The HP system tracks the time and date each tagged asset is removed from the rack. This, combined with the inventory data, could make it easier for Meijer to comply with the credit-card industry’s requirements for asset accountability. “We already have multiple layers of security,” Osbeck explains, “but this would give more specific data about the security of racks. We could show that a rack has not been opened in the last 60 days.” If the servers in those racks hold credit card data, that’s valuable information, he says.
Data generated from the HP asset-tracking solution can be linked into asset-management software, such as that made by Peregrine Systems, which HP acquired last year. According to Brignone, HP Labs is currently developing application program interfaces (APIs) allowing so that end users will be able to link the asset-tracking system to other types of capital-asset inventory systems.
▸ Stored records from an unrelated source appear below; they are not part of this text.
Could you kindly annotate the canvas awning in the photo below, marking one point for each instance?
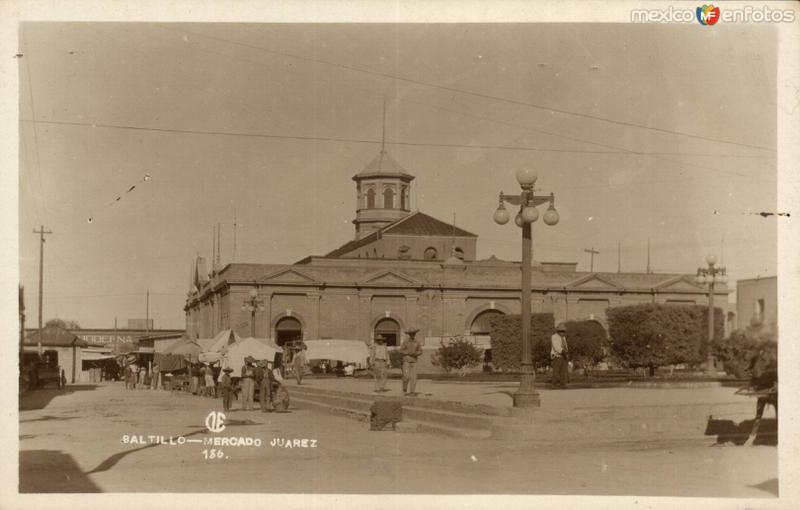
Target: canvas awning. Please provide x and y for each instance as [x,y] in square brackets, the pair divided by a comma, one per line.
[348,351]
[95,356]
[233,355]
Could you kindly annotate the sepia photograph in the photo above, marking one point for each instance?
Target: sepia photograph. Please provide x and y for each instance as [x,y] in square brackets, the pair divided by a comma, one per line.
[432,258]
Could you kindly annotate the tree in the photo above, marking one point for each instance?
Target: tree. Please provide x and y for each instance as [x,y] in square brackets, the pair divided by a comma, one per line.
[506,334]
[61,323]
[652,335]
[459,355]
[737,351]
[585,340]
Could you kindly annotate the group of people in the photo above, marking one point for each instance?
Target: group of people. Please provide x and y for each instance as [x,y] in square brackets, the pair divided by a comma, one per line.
[265,376]
[139,377]
[380,360]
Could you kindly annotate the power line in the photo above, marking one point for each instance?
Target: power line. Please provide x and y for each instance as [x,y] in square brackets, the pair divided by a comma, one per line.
[312,138]
[476,94]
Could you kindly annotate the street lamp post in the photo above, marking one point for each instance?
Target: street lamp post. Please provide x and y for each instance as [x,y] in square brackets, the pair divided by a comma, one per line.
[711,275]
[526,395]
[252,304]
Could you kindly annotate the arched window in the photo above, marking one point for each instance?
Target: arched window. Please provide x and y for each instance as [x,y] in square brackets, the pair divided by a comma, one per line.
[288,330]
[390,330]
[404,252]
[482,325]
[388,198]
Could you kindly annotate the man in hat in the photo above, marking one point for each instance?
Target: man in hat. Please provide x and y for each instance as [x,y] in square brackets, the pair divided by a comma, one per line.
[248,383]
[379,356]
[226,387]
[558,356]
[264,387]
[411,350]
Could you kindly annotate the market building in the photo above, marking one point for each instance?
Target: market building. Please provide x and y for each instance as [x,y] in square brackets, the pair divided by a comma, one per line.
[407,269]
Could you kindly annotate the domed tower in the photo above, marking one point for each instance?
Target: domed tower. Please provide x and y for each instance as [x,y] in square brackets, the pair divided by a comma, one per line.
[383,191]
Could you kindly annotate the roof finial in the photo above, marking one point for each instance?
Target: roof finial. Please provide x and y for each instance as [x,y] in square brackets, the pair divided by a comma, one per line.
[383,132]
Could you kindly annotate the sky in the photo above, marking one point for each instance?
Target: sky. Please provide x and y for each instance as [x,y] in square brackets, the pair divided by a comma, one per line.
[659,132]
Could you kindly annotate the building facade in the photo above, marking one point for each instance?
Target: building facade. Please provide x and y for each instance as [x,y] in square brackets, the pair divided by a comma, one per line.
[406,269]
[756,301]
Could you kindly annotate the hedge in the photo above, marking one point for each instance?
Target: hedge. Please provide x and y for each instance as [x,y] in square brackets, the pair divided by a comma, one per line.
[506,332]
[586,341]
[655,334]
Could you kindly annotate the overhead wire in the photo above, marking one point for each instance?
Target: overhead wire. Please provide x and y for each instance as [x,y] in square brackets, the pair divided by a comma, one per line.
[473,93]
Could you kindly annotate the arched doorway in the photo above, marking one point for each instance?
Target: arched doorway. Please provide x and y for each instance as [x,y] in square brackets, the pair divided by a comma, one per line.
[482,323]
[288,330]
[390,330]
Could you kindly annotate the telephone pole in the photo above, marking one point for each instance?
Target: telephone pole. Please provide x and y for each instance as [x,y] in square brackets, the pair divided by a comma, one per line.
[593,252]
[42,232]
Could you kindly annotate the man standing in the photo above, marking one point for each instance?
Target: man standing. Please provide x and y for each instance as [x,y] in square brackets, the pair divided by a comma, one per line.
[411,350]
[264,387]
[248,383]
[558,356]
[226,388]
[379,356]
[155,382]
[299,363]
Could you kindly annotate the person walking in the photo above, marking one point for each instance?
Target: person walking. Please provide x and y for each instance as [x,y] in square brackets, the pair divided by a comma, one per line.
[411,350]
[248,383]
[264,387]
[379,357]
[226,388]
[156,377]
[299,363]
[558,357]
[208,375]
[134,375]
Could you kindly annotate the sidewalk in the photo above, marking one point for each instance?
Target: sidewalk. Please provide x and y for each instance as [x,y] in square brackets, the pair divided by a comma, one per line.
[645,415]
[498,394]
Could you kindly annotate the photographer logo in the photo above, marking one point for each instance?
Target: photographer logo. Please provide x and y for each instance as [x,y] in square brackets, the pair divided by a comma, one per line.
[707,14]
[215,422]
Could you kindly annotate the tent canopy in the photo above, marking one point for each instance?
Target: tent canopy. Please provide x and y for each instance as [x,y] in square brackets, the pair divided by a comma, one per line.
[223,339]
[349,351]
[233,355]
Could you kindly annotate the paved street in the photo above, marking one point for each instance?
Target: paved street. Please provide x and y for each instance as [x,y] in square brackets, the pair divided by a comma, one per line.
[73,441]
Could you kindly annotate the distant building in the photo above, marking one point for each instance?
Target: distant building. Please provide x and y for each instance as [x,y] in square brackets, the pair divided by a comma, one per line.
[757,301]
[140,324]
[407,269]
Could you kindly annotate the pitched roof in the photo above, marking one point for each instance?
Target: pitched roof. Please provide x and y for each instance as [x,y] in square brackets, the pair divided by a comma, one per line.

HP has been developing RFID-based, real-time IP asset-tracking systems for several years. In October 2004, the company described one such prototype application—the Smart Rack—that used thermal sensors and high-frequency RFID readers to identify and monitor the temperature of servers sitting in large metal server cabinets (see HP Kicks Off U.S. RFID Demo Center). One reader was mounted on each server cabinet, with 14 separate antennas configured on the server door to read the 13.56 MHz tag attached to each server in the cabinet. There were also five or six thermal sensors, wired to the cabinet door and linked to the reader, to monitor the temperature of the servers in the cabinet.

The readers in the Smart Rack were networked and the collected data was converted into two-dimensional graphics, viewed through a monitor displaying an inventory of the cabinets and a temperature profile of each cabinet, in real time. When networked with portal readers and contactless employee badge cards, the application could indicate, for example, when a server is removed from the server area, and by which employee. Abnormally high temperature readings could also alert IT staff to problems with specific servers.

In 2004, Salil Pradhan, chief technologist for HP’s RFID program at that time, said the Smart Rack application would likely be the first RFID research project under development at HP Labs to become a commercial product, possibly by the end of 2005. However, such commercial release never took place.